You are viewing a plain text version of this content. The canonical link for it is here.

Posted to user@nutch.apache.org by adfel70 <ad...@gmail.com> on 2013/02/26 18:18:03 UTC

nutch-2.1 with hbase - any good tool for querying results?

Anybody using a good tool for performing queries on the crawl results
directly from hbase?
some of the queries I want to make are: get all the url that failed
fetching, get all the urls that failed parsing.

querying hbasedirectly seems more convenient then running readdb, waiting
for results, than parsing the readdb output to get the required information.

thanks.



--
View this message in context: http://lucene.472066.n3.nabble.com/nutch-2-1-with-hbase-any-good-tool-for-querying-results-tp4043109.html
Sent from the Nutch - User mailing list archive at Nabble.com.

Re: nutch-2.1 with hbase - any good tool for querying results?

Posted by Renato Marroquín Mogrovejo <re...@gmail.com>.

Hi there,

There are two options, and it will depend on how you would like to
access the data.
If you would like to access this using a data flow (Pig directly) you
can find tons of information e.g. [1], but if you want to use a
JDBC-like access, you can use Gora ;)
Let us know what you feel like using.


Renato M.

[1] http://pig.apache.org/docs/r0.9.1/api/org/apache/pig/backend/hadoop/hbase/HBaseStorage.html

2013/2/27 Lewis John Mcgibbney <le...@gmail.com>:
> What for? What do you want?
> We are discussing (in the Gora community) making a gora-pig module so that
> there is a unified mechanism for doing pig driven inference of the data you
> hold in gora-* stores. Are you interested in engaging in that conversation?
> In all honesty (although indirectly linked) the Nutch list is not the
> appropriate platform for us to take this forward. We need to use Gora or
> Pig lists...
> I am interested in this.
>
> On Wednesday, February 27, 2013, adfel70 <ad...@gmail.com> wrote:
>> Can anyone share pig scripts for querying nutch data?
>>
>>
>>
>>
>> --
>> View this message in context:
> http://lucene.472066.n3.nabble.com/nutch-2-1-with-hbase-any-good-tool-for-querying-results-tp4043109p4043319.html
>> Sent from the Nutch - User mailing list archive at Nabble.com.
>>
>
> --
> *Lewis*

Re: nutch-2.1 with hbase - any good tool for querying results?

Posted by Lewis John Mcgibbney <le...@gmail.com>.

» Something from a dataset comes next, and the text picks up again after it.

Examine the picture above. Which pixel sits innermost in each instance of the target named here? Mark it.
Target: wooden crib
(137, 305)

What for? What do you want?
We are discussing (in the Gora community) making a gora-pig module so that
there is a unified mechanism for doing pig driven inference of the data you
hold in gora-* stores. Are you interested in engaging in that conversation?
In all honesty (although indirectly linked) the Nutch list is not the
appropriate platform for us to take this forward. We need to use Gora or
Pig lists...
I am interested in this.

On Wednesday, February 27, 2013, adfel70 <ad...@gmail.com> wrote:
> Can anyone share pig scripts for querying nutch data?
>
>
>
>
> --
> View this message in context:
http://lucene.472066.n3.nabble.com/nutch-2-1-with-hbase-any-good-tool-for-querying-results-tp4043109p4043319.html
> Sent from the Nutch - User mailing list archive at Nabble.com.
>

-- 
*Lewis*

Re: nutch-2.1 with hbase - any good tool for querying results?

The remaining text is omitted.